Dakota Epic, a resident and parent, told the Sultan School District board on March 23 that public records had raised alarms about the family of an acting principal and questioned the district’s vetting and transparency.
“I was horrified,” Epic said, describing findings he said appeared in a public Internet search; he alleged the spouse of the acting principal had a history that, in his view, should preclude volunteering near the elementary school and said that the spouse nevertheless volunteers in classrooms. Epic added that the superintendent had twice filed for personal bankruptcy and raised broader concerns about fiscal stewardship as the district asks voters to approve replacement levies.
Epic said he and “numerous parents” who contacted the district had been met with silence and urged the board to adopt more thorough vetting and to communicate more transparently with families. The chair interrupted to remind speakers that public comment is not for naming or targeting specific employees; no district official provided a substantive response during the public comment period.
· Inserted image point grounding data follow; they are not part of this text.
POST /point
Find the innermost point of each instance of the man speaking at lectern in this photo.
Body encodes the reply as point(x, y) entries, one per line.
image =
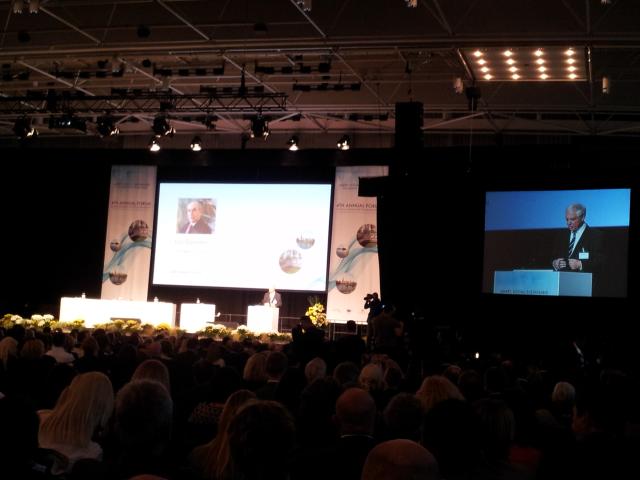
point(272, 298)
point(581, 250)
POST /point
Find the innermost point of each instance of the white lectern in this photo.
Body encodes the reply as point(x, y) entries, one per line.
point(195, 316)
point(262, 319)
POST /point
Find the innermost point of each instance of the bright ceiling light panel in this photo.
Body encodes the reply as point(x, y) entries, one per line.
point(528, 64)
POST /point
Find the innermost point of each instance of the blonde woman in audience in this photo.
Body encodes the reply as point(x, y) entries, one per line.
point(435, 389)
point(213, 460)
point(155, 370)
point(83, 408)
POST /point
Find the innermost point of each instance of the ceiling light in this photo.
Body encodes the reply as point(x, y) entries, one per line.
point(18, 5)
point(154, 146)
point(162, 128)
point(305, 5)
point(196, 144)
point(23, 129)
point(344, 143)
point(293, 143)
point(260, 127)
point(458, 85)
point(106, 127)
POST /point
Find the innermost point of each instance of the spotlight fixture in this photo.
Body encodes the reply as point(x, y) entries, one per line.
point(294, 144)
point(196, 144)
point(106, 127)
point(305, 5)
point(458, 85)
point(344, 143)
point(162, 128)
point(154, 146)
point(18, 5)
point(23, 129)
point(260, 127)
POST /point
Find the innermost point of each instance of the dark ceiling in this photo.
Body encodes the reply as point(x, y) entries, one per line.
point(337, 67)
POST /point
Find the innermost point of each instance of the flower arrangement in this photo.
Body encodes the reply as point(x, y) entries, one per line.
point(316, 312)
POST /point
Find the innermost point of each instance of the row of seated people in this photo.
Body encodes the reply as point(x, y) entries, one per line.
point(194, 408)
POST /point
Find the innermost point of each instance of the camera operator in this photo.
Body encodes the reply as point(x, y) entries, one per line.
point(374, 304)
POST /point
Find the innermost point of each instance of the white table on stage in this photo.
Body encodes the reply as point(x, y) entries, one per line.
point(96, 311)
point(262, 319)
point(195, 316)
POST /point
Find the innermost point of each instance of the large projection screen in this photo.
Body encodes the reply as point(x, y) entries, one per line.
point(525, 231)
point(248, 236)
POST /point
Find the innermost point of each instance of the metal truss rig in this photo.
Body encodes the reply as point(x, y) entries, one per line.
point(48, 103)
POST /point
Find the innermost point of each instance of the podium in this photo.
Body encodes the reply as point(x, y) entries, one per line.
point(262, 319)
point(542, 282)
point(195, 316)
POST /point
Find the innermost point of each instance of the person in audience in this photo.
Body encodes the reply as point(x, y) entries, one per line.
point(400, 459)
point(403, 417)
point(81, 412)
point(143, 428)
point(213, 460)
point(261, 439)
point(196, 221)
point(58, 351)
point(152, 369)
point(435, 389)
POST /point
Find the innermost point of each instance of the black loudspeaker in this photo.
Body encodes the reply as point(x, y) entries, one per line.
point(372, 186)
point(409, 123)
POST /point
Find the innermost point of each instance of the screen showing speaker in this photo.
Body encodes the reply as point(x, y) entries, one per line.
point(242, 235)
point(557, 242)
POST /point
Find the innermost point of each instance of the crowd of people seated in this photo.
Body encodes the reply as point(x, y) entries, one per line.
point(102, 405)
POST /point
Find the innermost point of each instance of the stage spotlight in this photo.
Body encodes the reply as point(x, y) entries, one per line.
point(260, 127)
point(344, 143)
point(106, 127)
point(294, 144)
point(196, 144)
point(23, 129)
point(162, 128)
point(154, 145)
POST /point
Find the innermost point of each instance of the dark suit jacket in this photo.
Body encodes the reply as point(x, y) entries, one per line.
point(278, 299)
point(590, 242)
point(200, 227)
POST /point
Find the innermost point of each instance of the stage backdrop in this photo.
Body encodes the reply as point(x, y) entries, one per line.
point(127, 253)
point(353, 267)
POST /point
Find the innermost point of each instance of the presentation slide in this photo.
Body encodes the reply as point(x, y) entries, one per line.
point(557, 242)
point(242, 235)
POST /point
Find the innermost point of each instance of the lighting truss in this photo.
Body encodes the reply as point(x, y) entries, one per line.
point(39, 102)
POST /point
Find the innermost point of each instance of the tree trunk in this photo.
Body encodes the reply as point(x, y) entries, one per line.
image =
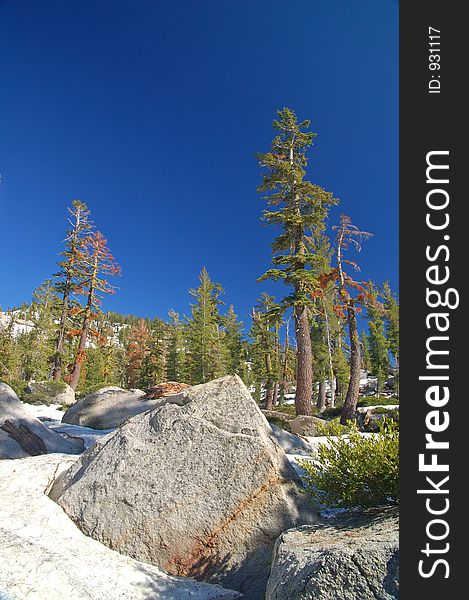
point(57, 366)
point(321, 403)
point(81, 352)
point(269, 393)
point(351, 399)
point(275, 394)
point(304, 373)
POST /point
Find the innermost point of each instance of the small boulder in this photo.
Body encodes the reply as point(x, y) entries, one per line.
point(198, 487)
point(291, 444)
point(347, 558)
point(163, 390)
point(23, 435)
point(49, 392)
point(307, 426)
point(107, 408)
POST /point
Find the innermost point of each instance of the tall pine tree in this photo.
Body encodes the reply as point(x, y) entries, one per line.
point(299, 206)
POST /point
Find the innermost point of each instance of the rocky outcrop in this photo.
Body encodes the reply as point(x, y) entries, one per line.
point(163, 390)
point(198, 486)
point(349, 558)
point(108, 408)
point(45, 557)
point(23, 435)
point(291, 444)
point(49, 392)
point(307, 426)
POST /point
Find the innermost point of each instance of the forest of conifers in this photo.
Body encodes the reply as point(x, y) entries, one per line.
point(296, 343)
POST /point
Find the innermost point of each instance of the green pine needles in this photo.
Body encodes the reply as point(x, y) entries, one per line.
point(355, 471)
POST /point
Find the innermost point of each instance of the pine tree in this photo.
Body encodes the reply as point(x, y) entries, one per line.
point(299, 207)
point(365, 352)
point(177, 350)
point(266, 356)
point(99, 263)
point(206, 355)
point(137, 349)
point(349, 235)
point(39, 350)
point(320, 356)
point(391, 306)
point(288, 366)
point(70, 276)
point(234, 344)
point(377, 341)
point(154, 364)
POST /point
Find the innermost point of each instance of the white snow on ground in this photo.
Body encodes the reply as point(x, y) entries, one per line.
point(43, 412)
point(367, 408)
point(52, 417)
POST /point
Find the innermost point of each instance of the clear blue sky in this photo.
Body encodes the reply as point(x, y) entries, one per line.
point(151, 113)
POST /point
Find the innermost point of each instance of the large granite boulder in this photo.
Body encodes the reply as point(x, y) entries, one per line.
point(44, 556)
point(49, 392)
point(108, 408)
point(349, 558)
point(23, 435)
point(198, 487)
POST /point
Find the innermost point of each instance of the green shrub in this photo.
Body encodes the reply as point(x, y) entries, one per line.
point(44, 392)
point(288, 409)
point(282, 423)
point(376, 400)
point(390, 414)
point(19, 387)
point(355, 471)
point(331, 413)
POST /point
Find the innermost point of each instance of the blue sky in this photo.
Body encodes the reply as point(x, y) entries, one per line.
point(151, 112)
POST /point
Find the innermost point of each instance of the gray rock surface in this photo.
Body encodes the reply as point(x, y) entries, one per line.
point(65, 397)
point(23, 435)
point(198, 486)
point(44, 556)
point(108, 408)
point(307, 426)
point(291, 444)
point(349, 558)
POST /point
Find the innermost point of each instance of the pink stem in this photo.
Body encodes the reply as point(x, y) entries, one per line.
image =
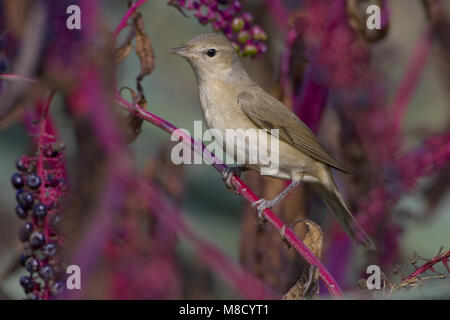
point(249, 286)
point(429, 265)
point(41, 171)
point(123, 22)
point(244, 191)
point(411, 78)
point(277, 9)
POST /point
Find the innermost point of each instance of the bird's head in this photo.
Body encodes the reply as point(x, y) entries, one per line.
point(211, 55)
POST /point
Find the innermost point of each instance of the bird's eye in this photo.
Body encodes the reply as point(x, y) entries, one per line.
point(211, 52)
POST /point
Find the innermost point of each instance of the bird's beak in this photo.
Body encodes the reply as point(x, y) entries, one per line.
point(181, 51)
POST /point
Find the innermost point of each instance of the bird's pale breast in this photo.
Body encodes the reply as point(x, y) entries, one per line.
point(221, 111)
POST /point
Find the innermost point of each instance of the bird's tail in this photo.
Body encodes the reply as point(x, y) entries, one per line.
point(334, 201)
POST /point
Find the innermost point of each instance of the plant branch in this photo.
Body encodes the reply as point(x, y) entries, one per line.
point(241, 188)
point(131, 10)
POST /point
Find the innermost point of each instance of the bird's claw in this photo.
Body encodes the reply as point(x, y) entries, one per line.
point(261, 205)
point(228, 174)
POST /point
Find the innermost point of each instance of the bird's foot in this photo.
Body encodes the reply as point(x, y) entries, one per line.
point(228, 174)
point(261, 205)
The board’s public record for the meeting does not show staff or board rebuttal or a staff commitment to investigate Epic’s specific allegations at the time of the hearing. Epic asked the board to describe its vetting process and to explain why parents were finding information online before the district disclosed it to families.
The public comment segment that included Epic’s remarks ran during the meeting’s public comment period; Epic characterized his remarks as driven by safety concerns and by a pattern he said he discovered in public records. The district did not present documentary evidence at the meeting in response to Epic’s claims.
What happens next: the district’s public comment rules state staff may follow up within 72 hours if the speaker leaves contact information; the meeting record shows staff asked speakers to use the sign-in sheet. The board later moved through its agenda without a substantive on-the-record reply to Epic’s allegations.